The building blocks of software work explain coding careers and language popularity
Xiangnan Feng, Johannes Wachs, Simone Daniotti, Frank Neffke
TL;DR
This paper builds a fine-grained taxonomy of software development tasks from Stack Overflow, linking micro-level problem solving to macro labor-market outcomes. Using a bipartite stochastic block model, PMI-based task relatedness, and UMAP/HDBSCAN for visualization, the authors identify 237 canonical software tasks and map them to real-world job ads and salaries. They show that task value predicts advertised salaries and that individuals learn and diversify across tasks, with Python enabling entry into higher-value tasks and broader career flexibility. The study demonstrates the utility of large-scale task taxonomies for understanding labor-market dynamics, technology diffusion, and language-driven career trajectories, while acknowledging limitations and offering avenues for application in education and workforce development.
Abstract
Recent waves of technological transformation have fueled debates about the changing nature of work. Yet to understand the future of work, we need to know more about what people actually do in their jobs, going beyond educational credentials or job descriptions. Here we analyze work in the global software industry using tens of millions of Question and Answer posts on Stack Overflow to create a fine-grained taxonomy of software tasks, the elementary building blocks of software development work. These tasks predict salaries and job requirements in real-world job ads. We also observe how individuals learn within tasks and diversify into new tasks.

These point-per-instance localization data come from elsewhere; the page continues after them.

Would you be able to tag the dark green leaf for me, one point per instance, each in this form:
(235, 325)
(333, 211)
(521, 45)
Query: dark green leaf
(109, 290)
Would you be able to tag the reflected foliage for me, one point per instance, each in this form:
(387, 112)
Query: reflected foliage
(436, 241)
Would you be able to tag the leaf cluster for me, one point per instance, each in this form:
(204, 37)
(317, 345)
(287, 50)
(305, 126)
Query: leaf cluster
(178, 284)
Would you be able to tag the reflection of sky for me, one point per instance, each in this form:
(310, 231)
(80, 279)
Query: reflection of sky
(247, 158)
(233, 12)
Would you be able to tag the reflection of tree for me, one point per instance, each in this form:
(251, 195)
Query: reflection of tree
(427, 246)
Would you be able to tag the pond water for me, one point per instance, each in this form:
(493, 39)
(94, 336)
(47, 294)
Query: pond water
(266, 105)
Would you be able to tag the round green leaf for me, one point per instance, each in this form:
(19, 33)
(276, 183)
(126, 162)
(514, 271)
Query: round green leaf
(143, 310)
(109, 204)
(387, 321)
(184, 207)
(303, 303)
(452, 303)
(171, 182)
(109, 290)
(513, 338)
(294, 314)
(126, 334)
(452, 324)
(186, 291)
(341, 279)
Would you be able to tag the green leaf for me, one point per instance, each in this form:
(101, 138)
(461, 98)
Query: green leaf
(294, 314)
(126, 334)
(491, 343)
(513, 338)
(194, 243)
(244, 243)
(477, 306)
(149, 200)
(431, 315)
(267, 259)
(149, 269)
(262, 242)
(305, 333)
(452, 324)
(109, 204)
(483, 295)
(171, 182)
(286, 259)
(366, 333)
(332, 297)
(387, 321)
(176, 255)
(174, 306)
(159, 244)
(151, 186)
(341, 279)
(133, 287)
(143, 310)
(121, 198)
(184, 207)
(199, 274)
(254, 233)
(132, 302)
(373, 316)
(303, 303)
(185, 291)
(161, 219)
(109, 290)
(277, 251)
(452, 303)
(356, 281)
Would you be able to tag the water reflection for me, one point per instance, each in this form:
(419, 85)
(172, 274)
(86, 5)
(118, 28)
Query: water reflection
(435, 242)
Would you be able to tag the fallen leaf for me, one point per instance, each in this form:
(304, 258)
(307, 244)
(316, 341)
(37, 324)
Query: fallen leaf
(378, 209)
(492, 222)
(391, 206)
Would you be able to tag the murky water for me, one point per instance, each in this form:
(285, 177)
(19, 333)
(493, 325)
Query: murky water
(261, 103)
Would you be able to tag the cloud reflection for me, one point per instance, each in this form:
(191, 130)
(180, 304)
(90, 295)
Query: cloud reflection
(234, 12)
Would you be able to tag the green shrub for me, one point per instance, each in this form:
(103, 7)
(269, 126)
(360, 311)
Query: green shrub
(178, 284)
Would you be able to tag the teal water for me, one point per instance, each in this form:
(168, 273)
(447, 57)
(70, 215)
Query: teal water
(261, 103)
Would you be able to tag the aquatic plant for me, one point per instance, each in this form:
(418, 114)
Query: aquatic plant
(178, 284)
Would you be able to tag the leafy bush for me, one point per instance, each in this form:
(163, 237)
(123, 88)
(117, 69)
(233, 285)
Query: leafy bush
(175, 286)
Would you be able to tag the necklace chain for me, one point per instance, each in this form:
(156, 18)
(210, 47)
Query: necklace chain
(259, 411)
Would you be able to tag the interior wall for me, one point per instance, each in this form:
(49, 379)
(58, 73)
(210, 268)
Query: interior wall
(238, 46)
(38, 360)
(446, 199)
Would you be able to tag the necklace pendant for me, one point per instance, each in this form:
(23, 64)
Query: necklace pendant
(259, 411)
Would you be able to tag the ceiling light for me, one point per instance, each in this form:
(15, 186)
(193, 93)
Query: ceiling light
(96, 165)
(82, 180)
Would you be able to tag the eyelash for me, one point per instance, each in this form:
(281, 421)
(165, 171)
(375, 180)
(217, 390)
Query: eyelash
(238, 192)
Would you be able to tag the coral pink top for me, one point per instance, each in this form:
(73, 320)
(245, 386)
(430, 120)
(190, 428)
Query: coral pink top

Tasks that people acquire tend to be related to their old ones, but of lower value, suggesting that they are easier. An exception is users of Python, an increasingly popular programming language known for its versatility. Python users enter tasks that tend to be higher-value, providing an explanation for the language's growing popularity based on the tasks Python enables its users to perform. In general, these insights demonstrate the value of task taxonomies extracted at scale from large datasets: they offer high resolution and near real-time descriptions of changing labor markets. In the case of software tasks, they map such changes for jobs at the forefront of a digitizing global economy.